Vets back Yemeni man’s case in U.S. drone deaths
WASHINGTON — Three military veterans once involved in the U.S. drone program have thrown their support behind a Yemeni man’s legal fight to obtain details about why his family members were killed in a 2012 strike.
The former soldiers’ decision to endorse the lawsuit against President Barack Obama and other U.S. officials adds another twist to Faisal bin Ali Jaber’s four-year quest for accountability in the deaths of his brother-in-law and nephew, who he believes needlessly fell victim to one of the most lethal covert programs in U.S. history.

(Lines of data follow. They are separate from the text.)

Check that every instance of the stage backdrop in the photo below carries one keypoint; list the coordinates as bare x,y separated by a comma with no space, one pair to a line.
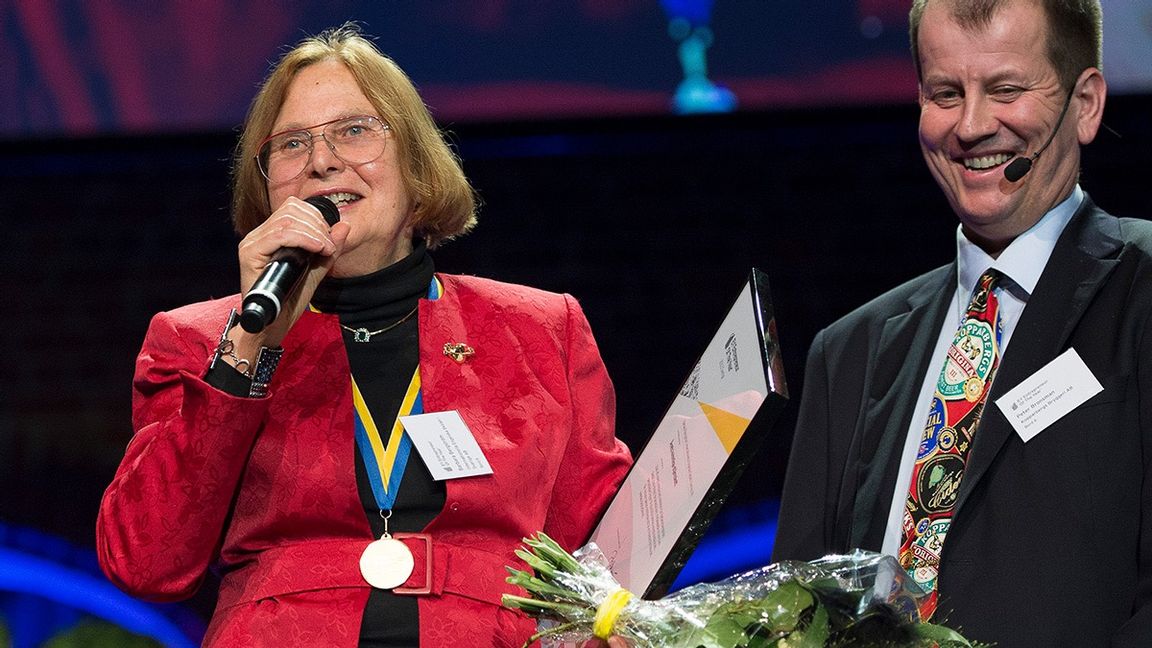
77,67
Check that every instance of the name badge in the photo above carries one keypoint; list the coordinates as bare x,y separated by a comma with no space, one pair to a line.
1046,396
446,444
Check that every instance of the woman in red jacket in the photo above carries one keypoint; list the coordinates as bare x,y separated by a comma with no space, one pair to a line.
278,458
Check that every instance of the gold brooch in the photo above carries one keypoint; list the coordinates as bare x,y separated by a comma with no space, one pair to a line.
460,352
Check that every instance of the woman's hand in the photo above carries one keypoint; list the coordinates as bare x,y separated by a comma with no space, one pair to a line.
294,224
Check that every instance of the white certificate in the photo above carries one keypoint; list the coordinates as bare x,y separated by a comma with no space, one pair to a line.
690,446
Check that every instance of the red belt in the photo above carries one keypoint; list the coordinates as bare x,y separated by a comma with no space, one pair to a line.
464,571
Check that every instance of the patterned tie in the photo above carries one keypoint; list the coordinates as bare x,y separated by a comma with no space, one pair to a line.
956,406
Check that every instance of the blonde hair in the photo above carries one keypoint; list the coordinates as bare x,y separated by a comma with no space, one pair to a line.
430,171
1075,30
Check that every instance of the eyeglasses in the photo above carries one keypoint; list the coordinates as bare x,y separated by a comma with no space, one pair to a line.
355,140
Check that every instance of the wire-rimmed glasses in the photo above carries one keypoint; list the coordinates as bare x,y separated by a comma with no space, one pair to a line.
355,140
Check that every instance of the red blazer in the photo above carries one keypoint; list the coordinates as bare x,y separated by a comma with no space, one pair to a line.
265,489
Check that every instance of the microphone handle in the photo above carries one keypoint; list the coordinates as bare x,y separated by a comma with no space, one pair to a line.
279,279
262,303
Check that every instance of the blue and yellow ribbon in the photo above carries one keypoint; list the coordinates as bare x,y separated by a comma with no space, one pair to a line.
386,462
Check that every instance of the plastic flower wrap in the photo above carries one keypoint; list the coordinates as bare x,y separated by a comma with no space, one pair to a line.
858,600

The former enlisted service members told the U.S. Court of Appeals for the District of Columbia Circuit in a recent filing that they believe the 2012 drone strike serves as a case study of how mistakes frequently occur in the nation’s targeted-killing program, where life-ordeath decisions are based upon top-secret evidence.
Though the veterans did not disclose any personal knowledge of the strike that is alleged to have killed Jaber’s relatives, they claim the military frequently labels the deaths of unknown victims as “enemy kills.”
The veterans’ 17-page filing urges the court to overturn a previous decision to throw out Jaber’s case. The filing is signed by Cian Westmoreland, a former Air Force technician who worked on communications equipment that enables drones to fly by remote control; Lisa Ling, an Air National Guard technician who worked on intelligence equipment; and Brandon Bryant, an Air Force sensor operator who controlled cameras on drones.
The White House, Air Force and Justice Department declined to comment, citing the litigation.
Jaber, an engineer from Sanaa, Yemen, who now lives in Montreal, has visited Washington and met with members of Congress and the Obama administration to describe why he thinks his brother-in-law, Salem bin Ali Jaber, a Muslim imam, and his nephew, Waleed bin Ali Jaber, a police officer, were mistakenly targeted.
Jaber, 58, said his brother-in-law had given a sermon in Khashamir to denounce al-Qaida’s ideology. Days later, on Aug. 29, 2012, Salem met several men who came to the village in central Yemen, and brought Waleed in case anything went wrong.
Four missiles exploded while the men spoke under a palm tree. Jaber believes the visitors were al-Qaida members, and his family was collateral damage.
He said he was later handed a plastic bag by Yemeni government officials with $100,000 in freshly minted, sequentially marked $100 bills wrapped in rubber bands.
Reprieve, an international humanitarian group, sued the U.S. government for wrongful death in 2015, alleging the drone strike constituted an extrajudicial killing in violation of customary international law. The lawsuit was dismissed in February.
Jaber, who appealed the lower court ruling Aug. 22, said he has not spent the $100,000 and does not want more money from the U.S. government. He wants an apology.
Faisal bin Ali Jaber’s brother-in-law and nephew were killed in the 2012 U.S. drone strike.